Scientists are using automated experimentation and artificial intelligence to determine which photocatalytic materials could be the best candidates for quickly breaking down pollutants. They are making and testing materials called hybrid perovskites, which are tiny crystals about a tenth the thickness of a strand of hair.
These nanocrystals are organic (carbon-based) and inorganic (non-carbon-based) components. They have a few unique qualities, like their excellent light-absorbing properties, which come from their structure at the atomic level. They're tiny but mighty. They interact with light in fascinating ways to generate many tiny charge carriers and trigger photocatalytic reactions.
Instead of making and testing samples by hand—which takes weeks or months—the team uses smart robots, which can produce and test at least 100 materials within an hour. These small liquid-handling robots can precisely move, mix and transfer tiny amounts of liquid from one place to another. They're controlled by a computer that guides their acceleration and accuracy.

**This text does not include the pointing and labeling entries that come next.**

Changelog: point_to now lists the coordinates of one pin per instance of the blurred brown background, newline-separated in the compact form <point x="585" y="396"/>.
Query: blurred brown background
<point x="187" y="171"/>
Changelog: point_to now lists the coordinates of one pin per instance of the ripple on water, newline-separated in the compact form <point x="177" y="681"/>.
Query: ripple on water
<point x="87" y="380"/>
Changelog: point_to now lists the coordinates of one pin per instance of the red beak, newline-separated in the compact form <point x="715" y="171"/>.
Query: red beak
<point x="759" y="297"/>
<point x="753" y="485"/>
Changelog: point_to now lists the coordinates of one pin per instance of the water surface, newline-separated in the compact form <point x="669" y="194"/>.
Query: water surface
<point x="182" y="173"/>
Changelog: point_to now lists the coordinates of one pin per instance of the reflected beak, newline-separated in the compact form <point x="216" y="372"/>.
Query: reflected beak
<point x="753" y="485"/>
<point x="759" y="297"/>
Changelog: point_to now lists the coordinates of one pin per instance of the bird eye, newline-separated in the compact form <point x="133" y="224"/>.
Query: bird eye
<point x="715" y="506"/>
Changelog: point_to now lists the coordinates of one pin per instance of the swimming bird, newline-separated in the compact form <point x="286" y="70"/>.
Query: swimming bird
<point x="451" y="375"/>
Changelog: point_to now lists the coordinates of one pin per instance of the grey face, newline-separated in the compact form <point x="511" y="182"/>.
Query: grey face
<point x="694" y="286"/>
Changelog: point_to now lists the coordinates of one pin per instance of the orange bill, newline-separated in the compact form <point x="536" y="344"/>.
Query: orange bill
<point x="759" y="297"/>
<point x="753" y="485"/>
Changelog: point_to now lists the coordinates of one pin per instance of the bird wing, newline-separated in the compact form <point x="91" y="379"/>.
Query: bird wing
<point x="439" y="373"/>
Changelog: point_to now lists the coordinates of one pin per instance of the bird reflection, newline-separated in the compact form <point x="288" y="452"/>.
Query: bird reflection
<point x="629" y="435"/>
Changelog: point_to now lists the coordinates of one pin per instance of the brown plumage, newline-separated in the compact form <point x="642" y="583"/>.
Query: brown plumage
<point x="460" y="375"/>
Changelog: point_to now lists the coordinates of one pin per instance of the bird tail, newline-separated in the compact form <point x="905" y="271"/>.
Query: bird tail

The team also uses machine learning to guide this process. Machine learning algorithms can analyze test data quickly and then learn from that data for the next set of experiments the robots execute. These algorithms can quickly identify patterns and insights in collected data that would normally take longer for a human eye to catch.
According to Mahshid Ahmadi, materials science and engineering researcher at the University of Tennessee, "Our approach aims to simplify and better understand complex photocatalytic systems, helping to create new strategies and materials. By using automated experimentation guided by machine learning, we can now make these systems easier to analyze and interpret, overcoming challenges that were difficult with traditional methods".